Unfortunately, this irresistible combination doesn’t happen enough as encouraging spells of form are often followed by long stretches where Kyrgios appears disinterested and unmotivated.

Responding to Nadal’s comments, Kyrgios said “he doesn’t know the journey I’ve been through”, suggesting other factors could have been at play during his recent slump that saw him slide from a career high No 13 in the rankings to No 72 before Mexico.

Back up to No 33, Kyrgios should arrive at Indian Wells riding a wave of momentum, and if he’s dialed-in he could well be a leading contender, even with top seed Novak Djokovic likely waiting in the third round. But if pre-Mexico Kyrgios turns up, he might not even get that far.

However it works out for Kyrgios in California, it certainly won’t be boring.

More new territory for Osaka

Naomi Osaka on the practice courts at Indian Wells as she prepares to defend a WTA Tour title for the first time in her career. Reuters
Naomi Osaka on the practice courts at Indian Wells as she prepares to defend a WTA Tour title for the first time in her career. Reuters

Naomi Osaka solidified her status as the latest star of women’s tennis in January when she clinched the Australian Open title and reached the top of the world rankings.

The softly-spoken 21-year-old was then the main attraction in a lineup of stars in Dubai, but her first tournament after Melbourne ended in early disappointment – losing her opening match in the second round to world No 67 Kristina Mladenovic.

In an emotional news conference after the defeat, Osaka admitted that she was still not comfortable in her new position as the WTA Tour’s leading light, while the Japanese star also had to contend with persistent questions regarding her split from coach Sascha Bajin.

Given her rapid rise, Osaka appears to be entering new territory on a regular basis, and even more awaits her at Indian Wells as she attempts for the first time to defend a title.

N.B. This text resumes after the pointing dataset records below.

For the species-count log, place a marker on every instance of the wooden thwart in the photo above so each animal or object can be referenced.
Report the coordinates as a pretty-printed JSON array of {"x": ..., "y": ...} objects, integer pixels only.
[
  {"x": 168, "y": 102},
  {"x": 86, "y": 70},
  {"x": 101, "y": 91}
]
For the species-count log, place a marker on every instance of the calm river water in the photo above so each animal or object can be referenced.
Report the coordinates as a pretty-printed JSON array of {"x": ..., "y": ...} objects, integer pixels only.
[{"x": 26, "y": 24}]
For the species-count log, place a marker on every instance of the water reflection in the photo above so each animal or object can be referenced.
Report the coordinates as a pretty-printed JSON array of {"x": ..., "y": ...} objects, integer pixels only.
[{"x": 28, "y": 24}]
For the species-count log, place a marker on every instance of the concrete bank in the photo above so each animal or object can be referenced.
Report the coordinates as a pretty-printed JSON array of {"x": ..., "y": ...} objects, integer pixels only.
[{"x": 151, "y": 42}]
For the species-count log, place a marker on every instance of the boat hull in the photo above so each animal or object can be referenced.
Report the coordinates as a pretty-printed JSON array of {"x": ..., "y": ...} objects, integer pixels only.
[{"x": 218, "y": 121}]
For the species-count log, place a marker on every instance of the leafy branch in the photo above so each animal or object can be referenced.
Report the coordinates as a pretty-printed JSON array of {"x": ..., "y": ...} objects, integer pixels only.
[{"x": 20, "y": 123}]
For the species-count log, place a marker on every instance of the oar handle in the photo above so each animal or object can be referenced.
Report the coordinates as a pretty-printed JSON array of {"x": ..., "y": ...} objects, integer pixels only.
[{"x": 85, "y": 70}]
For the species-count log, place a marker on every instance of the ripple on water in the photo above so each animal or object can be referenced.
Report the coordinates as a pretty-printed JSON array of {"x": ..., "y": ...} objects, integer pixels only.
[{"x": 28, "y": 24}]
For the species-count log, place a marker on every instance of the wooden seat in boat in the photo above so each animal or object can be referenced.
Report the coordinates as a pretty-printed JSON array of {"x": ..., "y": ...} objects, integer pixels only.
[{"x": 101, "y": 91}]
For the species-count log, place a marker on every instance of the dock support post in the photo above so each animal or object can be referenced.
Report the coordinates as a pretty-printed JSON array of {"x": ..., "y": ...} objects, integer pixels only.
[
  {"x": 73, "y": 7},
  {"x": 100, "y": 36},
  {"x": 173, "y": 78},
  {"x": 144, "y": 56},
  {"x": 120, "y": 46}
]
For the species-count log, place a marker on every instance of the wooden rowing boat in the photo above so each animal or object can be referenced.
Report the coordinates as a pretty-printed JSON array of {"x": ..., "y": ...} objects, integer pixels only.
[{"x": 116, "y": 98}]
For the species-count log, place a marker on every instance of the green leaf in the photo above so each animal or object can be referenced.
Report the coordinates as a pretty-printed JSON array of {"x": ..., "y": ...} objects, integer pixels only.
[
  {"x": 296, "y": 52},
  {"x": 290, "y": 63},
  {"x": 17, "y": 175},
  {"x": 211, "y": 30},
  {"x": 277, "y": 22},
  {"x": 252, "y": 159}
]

It was at the Premier Mandatory event 12 months ago that Osaka provided the first glimpse of her enormous potential, but while she claimed her first career title amid few expectations, her subsequent success – including her first grand slam title at the US Open – means the landscape has shifted significantly.

Osaka is discovering that there is no substitute for experience, but if she can focus solely on her tennis this week and ignore any external pressures, there is no reason why she cannot successfully defend her title.

Even if another early exit beckons, it should be viewed as another step on her learning curve and any overreaction should be kept to a minimum. Osaka is far too talented for a few bad results to have any lasting impact.

If anyone can, it’s Serena

Serena Williams has not competed since the Australian Open but is sure to be a leading contender at Indian Wells. Reuters
Serena Williams has not competed since the Australian Open but is sure to be a leading contender at Indian Wells. Reuters

Serena Williams remains the biggest draw in the women’s game and much of the spotlight will be on the 37-year-old American when she competes in her first tournament since reaching the Australian Open quarter-finals.

Now up to world No 10 despite a selective schedule since her return after giving birth in September 2017, Williams will be reminded just how competitive the women’s game has become in recent years.

Williams is a two-time winner at Indian Wells having only competed at the event six times – a result of her and sister Venus’ 14-year boycott of the tournament after claims they were subjected to racist abuse in 2001.

For Williams to win a third title, though, she will have to do it the hard way. After a first-round bye, Williams will likely face two-time grand slam champion Victoria Azarenka, who defeated the American in the 2016 final.

If the draw then goes to seeding, Williams could then come up against former world No 1 Garbine Muguruza, top-ranked American Sloane Stephens, world No 2 Simona Halep, before Osaka – and a US Open final rematch – in the title decider.

It looks a tall order for a player who has not played competitively for six weeks, but if anyone is up to the task, it’s a 23-time grand slam champion who’s spent a cumulative 319 weeks at the top of the rankings.